Our exploration into the robustness of these models, particularly with respect to temperature, revealed that certain methodologies, such as the parallel prompting method, could enhance the LLMs' performance by mitigating some of the identified failure modes. The parallel prompting method not only demonstrated improved quality of the outputs but could also be leveraged to scale up to a larger number of materials efficiently.
Footnotes
Acknowledgment
We thank the anonymous survey participants in the Autodesk Research Community for their contribution.
Conflict of Interest
There are no conflicts of interest.
Data Availability Statement
The data and information that support the findings of this article are freely available.3
Appendix A: Few-Shot Prompt
The following is the text we use in the few-shot prompt, defined as {few_shot} in Sec. 3.3.2:
Few-Shot Prompt Details
– Example 1
You are tasked with designing the grip of a bicycle frame which should be impact resistant.

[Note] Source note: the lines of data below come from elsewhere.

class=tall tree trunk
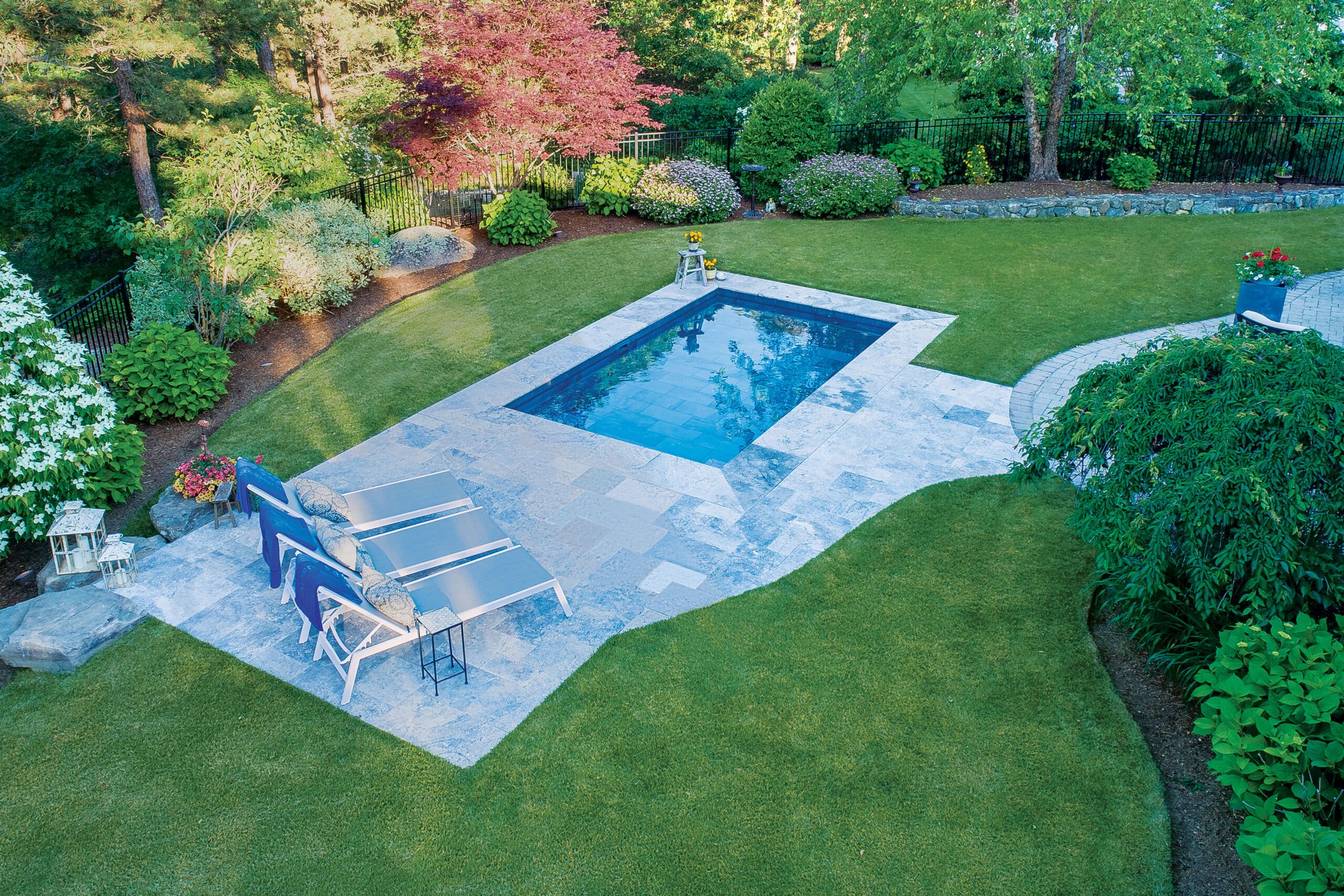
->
[257,34,276,81]
[313,12,336,128]
[111,58,164,224]
[304,48,322,125]
[209,43,228,85]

How well do you think each of the provided materials would perform in this application? (Use a scale of 0–10 where 0 is “unsatisfactory,” 5 is “acceptable,” and 10 is “excellent”).
Steel: 6
Aluminum: 5
Titanium: 4
Glass: 2
Wood: 8
Thermoplastic: 9
Elastomer: 9
Thermoset: 6
Composite: 7
– Example 2
You are tasked with designing a medical implant which should be durable.

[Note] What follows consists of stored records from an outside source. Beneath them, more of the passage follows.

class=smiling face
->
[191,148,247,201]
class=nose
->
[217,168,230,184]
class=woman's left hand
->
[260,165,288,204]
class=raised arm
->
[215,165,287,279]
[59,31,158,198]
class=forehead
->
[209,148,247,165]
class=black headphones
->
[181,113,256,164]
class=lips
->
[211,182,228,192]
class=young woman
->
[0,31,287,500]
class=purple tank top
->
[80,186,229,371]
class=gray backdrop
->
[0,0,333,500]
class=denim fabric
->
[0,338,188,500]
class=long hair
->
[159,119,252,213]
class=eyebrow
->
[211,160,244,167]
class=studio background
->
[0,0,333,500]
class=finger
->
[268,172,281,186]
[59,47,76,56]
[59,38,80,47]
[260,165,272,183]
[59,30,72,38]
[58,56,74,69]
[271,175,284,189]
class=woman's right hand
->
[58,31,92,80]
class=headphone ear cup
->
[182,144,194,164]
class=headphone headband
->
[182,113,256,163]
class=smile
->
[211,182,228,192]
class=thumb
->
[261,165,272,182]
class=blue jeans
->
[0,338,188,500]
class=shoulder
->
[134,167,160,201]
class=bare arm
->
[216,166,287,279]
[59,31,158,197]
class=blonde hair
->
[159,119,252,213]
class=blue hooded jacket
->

How well do you think each of the provided materials would perform in this application? (Use a scale of 0–10 where 0 is “unsatisfactory,” 5 is “acceptable,” and 10 is “excellent”).
Steel: 7
Aluminum: 2
Titanium: 9
Glass: 5
Wood: 0
Thermoplastic: 8
Elastomer: 8
Thermoset: 7
Composite: 7
Appendix B: Survey Responses Across Materials
The aggregation of the responses in Fig. 5 has an averaging effect over the material scores and appears to show that the survey responses for a specific design case have a similar distribution regardless of the design criteria. For example, the survey responses to the “safety helmet” questions have a median of around 4.5 and range from 1 to 8 regardless of the “lightweight,” “heat-resistant,” “corrosion-resistant,” or “high-strength” modifiers. This is however not the case, and it is due to some materials being relevant, and some materials not being relevant for each design criteria. As can be seen in Fig. 8, by breaking out the survey responses by material, we see that, as expected, the design criteria do have an effect on the scores given to each material. For example, “steel” is scored high for “lightweight” applications in “spacecraft components,” while it is scored lower for “heat resistant” applications.